In the heats and semifinals she retained her composure to win both in 55.06 and 53.95 respectively to advance to the medal race. Not that Gunnell, who was competing with that lingering cold, was brimming with confidence.

“I stood on that start line for the final having no idea what was going to happen,” she says.

In a rip-roaring final Gunnell – in her 13th race of the season – trailed Farmer-Patrick for much of the race, only to edge past the US athlete off the tenth hurdle to clinch a famous win. 

“I was so much in the zone, I had no idea I’d won. It took about 30 seconds for me to realise. Then it was only down the back straight of my victory lap did I realise it was a world record. It was quite a different emotion from winning in Barcelona; it was more one of relief.”

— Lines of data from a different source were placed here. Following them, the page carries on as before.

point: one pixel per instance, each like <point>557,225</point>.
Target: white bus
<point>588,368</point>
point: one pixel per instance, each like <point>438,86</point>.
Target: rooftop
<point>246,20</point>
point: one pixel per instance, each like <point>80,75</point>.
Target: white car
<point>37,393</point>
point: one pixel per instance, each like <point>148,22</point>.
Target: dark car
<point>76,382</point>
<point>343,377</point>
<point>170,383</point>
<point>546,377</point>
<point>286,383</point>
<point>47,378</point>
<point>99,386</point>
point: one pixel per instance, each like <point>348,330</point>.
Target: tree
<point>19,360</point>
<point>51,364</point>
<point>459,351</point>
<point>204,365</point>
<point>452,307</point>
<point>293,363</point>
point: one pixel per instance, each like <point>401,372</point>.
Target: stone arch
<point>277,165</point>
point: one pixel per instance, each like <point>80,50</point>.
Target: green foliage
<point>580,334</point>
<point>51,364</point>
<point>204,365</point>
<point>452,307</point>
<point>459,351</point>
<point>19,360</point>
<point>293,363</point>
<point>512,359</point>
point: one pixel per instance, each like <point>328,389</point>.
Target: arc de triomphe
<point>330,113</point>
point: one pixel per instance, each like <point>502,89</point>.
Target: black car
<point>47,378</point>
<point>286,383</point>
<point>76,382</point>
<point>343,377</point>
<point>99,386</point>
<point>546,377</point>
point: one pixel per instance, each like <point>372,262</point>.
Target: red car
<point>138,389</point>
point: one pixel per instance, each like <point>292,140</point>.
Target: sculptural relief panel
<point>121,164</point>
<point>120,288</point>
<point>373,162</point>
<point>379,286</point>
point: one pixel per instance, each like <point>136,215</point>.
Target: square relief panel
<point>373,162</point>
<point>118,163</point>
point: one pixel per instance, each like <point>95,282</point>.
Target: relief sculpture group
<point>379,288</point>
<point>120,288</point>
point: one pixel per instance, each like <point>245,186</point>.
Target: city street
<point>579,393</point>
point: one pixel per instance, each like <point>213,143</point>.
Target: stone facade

Her triumph in Barcelona had been no fluke and Gunnell celebrated by devouring a massive bar of milk chocolate she had bought during the holding camp in Switzerland.

After

The next year she secured the European and Commonwealth 400m hurdles titles but a bone spur problem denied her the opportunity to defend her world title in Gothenburg – a championship when working for the BBC she had to interview 400m hurdles gold medallist Kim Batten, who had just broken her world record.

After failing to complete her 1996 Olympic final, she pulled a calf muscle after her heat at the 1997 World Championships in Athens and promptly called a press conference to announce her retirement at the age of 31.

“At that point I was struggling to motivate myself and, to be honest, to retire was a big relief.” 

Today Gunnell still holds a keen interest in athletics. Her husband, Jon Bigg, is coach to a crop of exciting middle-distance athletes led by European indoor 800m silver medallist Shelayna Oskan-Clarke, and her oldest of three sons, Finley Bigg, 19, is a 1:49 800m runner.

 

Sally Gunnell in 2017 (Sally Gunnell)Sally Gunnell in 2017 (Sally Gunnell) © Copyright

 

Boasting a busy life as a motivational speaker, and corporate work in health and well-being, Gunnell, who has two other sons, Luca, 16, and Marley, 12, says: “It is great that 25 years on since Barcelona and 24 years since Stuttgart I still have these opportunities.”

Invited by the IAAF to attend the forthcoming IAAF World Championships London 2017, she is particularly excited to watch the women’s 400m hurdles, currently populated by an exciting crop of US talent.

Now aged 50, Gunnell will be remembered by many for her Olympic success but she selects a different race as her all-time favourite.

“For me personally, the race I am most proud of is my World Championship win,” she explains. “Some people described it as the race of the championships and to be part of that was very special.”